We get it. You want to protect dingoes from culling. And the “biological species concept” (drumroll please!) is such a mess that you can say anything you want.
Co-author Professor Corey Bradshaw of Flinders University in South Australia says the classification of dingoes has serious consequences for the fragile ecosystems they inhabit, and state governments are required to develop and implement management strategies for species considered native fauna.
“In fact, dingoes play a vital ecological role in Australia by outcompeting and displacing noxious introduced predators like feral cats and foxes. When dingoes are left alone, there are fewer feral predators eating native marsupials, birds and lizards.”
Any pack of wild dogs would do the same thing. Letting them do it is probably a prudent policy but it is not a scientific classification.
“Dingoes can also increase profits for cattle graziers, because they target and eat kangaroos that otherwise compete with cattle for grass in semi-arid pasture lands,,” says Professor Bradshaw.
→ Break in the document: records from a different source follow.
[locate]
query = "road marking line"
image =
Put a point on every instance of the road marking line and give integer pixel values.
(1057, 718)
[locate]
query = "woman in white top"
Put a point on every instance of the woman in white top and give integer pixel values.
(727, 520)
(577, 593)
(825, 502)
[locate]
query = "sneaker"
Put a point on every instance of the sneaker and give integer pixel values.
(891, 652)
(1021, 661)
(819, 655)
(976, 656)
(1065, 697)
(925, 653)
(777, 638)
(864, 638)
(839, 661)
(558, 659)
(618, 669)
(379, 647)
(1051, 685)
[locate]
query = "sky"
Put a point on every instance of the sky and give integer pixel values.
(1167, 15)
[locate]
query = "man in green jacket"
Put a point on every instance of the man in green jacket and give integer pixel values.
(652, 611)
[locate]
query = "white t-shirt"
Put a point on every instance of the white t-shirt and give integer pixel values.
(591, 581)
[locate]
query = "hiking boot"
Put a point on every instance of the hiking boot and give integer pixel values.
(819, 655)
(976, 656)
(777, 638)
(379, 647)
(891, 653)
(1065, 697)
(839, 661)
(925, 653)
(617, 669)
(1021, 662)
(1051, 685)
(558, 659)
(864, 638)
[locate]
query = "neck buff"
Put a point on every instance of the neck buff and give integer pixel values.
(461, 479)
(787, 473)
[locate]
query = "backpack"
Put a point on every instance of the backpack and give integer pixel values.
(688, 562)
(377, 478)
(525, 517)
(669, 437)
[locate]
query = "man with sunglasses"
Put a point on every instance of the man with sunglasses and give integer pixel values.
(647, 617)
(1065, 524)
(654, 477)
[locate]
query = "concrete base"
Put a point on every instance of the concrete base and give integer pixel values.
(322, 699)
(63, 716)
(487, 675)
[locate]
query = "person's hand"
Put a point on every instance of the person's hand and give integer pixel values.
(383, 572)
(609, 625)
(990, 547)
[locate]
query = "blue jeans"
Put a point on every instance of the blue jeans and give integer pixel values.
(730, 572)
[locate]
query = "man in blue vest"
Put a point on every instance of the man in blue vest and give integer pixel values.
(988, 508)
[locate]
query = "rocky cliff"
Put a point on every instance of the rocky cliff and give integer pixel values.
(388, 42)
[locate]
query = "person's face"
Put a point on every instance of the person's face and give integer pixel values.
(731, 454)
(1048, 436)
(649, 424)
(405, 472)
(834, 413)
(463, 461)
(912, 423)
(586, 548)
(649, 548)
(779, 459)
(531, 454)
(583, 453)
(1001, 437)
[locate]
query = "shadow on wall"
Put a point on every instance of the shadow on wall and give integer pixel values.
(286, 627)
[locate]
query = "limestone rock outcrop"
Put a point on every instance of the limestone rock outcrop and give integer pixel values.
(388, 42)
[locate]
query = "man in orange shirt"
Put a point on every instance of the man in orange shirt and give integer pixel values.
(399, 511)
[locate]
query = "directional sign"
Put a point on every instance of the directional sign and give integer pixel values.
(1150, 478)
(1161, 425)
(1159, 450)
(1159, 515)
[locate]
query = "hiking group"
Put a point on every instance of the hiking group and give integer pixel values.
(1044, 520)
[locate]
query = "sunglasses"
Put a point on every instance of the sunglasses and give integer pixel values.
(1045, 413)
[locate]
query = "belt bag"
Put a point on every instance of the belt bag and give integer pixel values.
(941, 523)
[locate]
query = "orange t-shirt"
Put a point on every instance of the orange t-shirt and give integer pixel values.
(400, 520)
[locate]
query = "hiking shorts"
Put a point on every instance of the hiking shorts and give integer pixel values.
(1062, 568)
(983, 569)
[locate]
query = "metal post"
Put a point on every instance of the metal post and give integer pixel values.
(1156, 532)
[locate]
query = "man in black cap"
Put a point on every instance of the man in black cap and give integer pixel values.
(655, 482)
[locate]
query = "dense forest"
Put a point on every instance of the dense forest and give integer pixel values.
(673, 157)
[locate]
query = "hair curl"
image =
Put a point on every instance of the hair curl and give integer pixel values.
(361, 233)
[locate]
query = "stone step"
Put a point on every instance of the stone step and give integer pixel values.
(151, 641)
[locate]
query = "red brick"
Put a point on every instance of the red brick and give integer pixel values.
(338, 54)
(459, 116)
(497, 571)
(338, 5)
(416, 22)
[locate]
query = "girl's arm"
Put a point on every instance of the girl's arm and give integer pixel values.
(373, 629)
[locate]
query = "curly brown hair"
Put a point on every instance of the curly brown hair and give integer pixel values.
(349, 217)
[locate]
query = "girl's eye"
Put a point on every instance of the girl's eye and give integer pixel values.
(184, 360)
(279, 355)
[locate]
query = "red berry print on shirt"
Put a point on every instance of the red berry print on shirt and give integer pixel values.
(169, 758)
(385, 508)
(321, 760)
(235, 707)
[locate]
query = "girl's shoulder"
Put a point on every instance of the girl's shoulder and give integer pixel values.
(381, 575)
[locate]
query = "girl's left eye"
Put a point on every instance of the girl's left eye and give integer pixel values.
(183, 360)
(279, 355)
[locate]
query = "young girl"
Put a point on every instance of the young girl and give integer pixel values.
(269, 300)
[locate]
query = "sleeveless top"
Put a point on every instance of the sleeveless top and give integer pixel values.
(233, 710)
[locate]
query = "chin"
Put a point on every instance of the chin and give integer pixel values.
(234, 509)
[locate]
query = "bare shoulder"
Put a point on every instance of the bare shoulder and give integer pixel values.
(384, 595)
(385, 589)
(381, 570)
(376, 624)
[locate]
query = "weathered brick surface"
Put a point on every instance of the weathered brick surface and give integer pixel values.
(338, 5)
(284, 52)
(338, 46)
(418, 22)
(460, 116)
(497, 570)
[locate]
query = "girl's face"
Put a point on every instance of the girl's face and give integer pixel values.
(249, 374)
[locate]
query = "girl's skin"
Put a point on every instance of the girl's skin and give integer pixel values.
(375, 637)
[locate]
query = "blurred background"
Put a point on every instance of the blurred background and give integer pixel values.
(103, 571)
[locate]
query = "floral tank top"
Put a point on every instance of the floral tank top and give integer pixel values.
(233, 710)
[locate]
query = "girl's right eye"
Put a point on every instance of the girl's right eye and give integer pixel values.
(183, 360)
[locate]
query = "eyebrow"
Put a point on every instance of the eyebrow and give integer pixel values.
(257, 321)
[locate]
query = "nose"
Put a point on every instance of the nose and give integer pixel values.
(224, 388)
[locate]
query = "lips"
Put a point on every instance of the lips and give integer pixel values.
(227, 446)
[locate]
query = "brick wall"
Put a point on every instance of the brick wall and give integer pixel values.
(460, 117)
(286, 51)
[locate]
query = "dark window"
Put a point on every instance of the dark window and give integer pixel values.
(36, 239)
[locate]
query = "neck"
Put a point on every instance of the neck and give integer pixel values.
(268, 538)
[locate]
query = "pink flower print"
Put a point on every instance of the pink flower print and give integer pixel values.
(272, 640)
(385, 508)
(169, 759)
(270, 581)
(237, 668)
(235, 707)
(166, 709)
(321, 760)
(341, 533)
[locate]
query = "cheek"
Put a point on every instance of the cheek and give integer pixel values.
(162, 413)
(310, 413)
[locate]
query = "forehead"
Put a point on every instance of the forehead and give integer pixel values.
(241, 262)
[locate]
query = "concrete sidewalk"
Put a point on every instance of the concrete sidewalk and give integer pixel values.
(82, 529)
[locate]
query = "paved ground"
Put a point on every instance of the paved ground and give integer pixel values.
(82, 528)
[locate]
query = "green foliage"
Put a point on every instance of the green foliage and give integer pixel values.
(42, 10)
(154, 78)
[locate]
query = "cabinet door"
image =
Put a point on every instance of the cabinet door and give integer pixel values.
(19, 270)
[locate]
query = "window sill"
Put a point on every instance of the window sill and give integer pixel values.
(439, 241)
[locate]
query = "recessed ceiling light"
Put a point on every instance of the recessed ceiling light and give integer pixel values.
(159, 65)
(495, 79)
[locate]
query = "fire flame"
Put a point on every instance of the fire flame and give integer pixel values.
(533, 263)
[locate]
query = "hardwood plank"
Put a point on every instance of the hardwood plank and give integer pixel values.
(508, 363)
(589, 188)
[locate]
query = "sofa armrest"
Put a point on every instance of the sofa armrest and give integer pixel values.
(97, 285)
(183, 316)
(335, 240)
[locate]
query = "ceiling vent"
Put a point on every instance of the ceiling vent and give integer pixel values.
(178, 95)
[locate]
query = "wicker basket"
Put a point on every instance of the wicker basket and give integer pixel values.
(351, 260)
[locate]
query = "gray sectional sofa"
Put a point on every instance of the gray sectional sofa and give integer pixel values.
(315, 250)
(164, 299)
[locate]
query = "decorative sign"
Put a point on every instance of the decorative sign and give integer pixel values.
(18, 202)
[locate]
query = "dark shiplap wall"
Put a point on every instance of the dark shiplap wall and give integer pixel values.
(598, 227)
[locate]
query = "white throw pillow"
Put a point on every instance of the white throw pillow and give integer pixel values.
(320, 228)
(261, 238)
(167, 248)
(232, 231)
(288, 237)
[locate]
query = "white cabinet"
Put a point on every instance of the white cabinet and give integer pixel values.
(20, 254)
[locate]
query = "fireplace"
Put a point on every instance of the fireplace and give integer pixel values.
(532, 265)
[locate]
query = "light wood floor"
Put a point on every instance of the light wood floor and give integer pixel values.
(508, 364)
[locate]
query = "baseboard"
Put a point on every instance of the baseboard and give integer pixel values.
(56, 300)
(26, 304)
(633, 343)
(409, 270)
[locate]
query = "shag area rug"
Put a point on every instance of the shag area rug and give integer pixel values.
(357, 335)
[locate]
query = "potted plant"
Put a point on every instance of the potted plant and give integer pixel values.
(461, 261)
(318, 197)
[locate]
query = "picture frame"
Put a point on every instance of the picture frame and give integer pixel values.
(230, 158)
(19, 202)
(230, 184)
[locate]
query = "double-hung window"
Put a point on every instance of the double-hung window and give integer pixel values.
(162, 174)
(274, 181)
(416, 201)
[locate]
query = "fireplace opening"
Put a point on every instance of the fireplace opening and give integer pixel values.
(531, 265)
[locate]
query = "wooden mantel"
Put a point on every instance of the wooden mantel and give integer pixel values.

We should reasonably ask whether the graziers agree with that. Not that their view should decide ecology policy altogether but, being in the business, you’d think they would know whether the dingo is more likely to prey on tame animals than wild ones.
Lead author, Dr Bradley Smith from Central Queensland University, says the scientific status of the dingo has remained contentious, resulting in inconsistency in government policy. Paper. (paywall) – Bradley P. Smith, Kylie M. Cairns, Justin W. Adams, Thomas M. Newsome, Melanie Fillios, Eloïse C. Déaux, William C. H. Parr, Mike Letnic, Lily M. Van Eeden, Robert G. Appleby, Corey J. A. Bradshaw, Peter Savolainen, Euan G. Ritchie, Dale G. Nimmo, Clare Archer-Lean, Aaron C. Greenville, Christopher R. Dickman, Lyn Watson, Katherine E. Moseby, Tim S. Doherty, Arian D. Wallach, Damian S. Morrant, Mathew S. Crowther. Taxonomic status of the Australian dingo: the case for Canis dingo Meyer, 1793. Zootaxa, 2019; 4564 (1): 173 DOI: 10.11646/zootaxa.4564.1.6 More.
Yes, we see. They want to protect the dingo, mainly for Australian cultural reasons. Fine. Why not just admit that instead of cooking up some nonsense about “speciation”? It seems there are no intellectual reputation costs for contributing to the sludge pile of folk evolution myths.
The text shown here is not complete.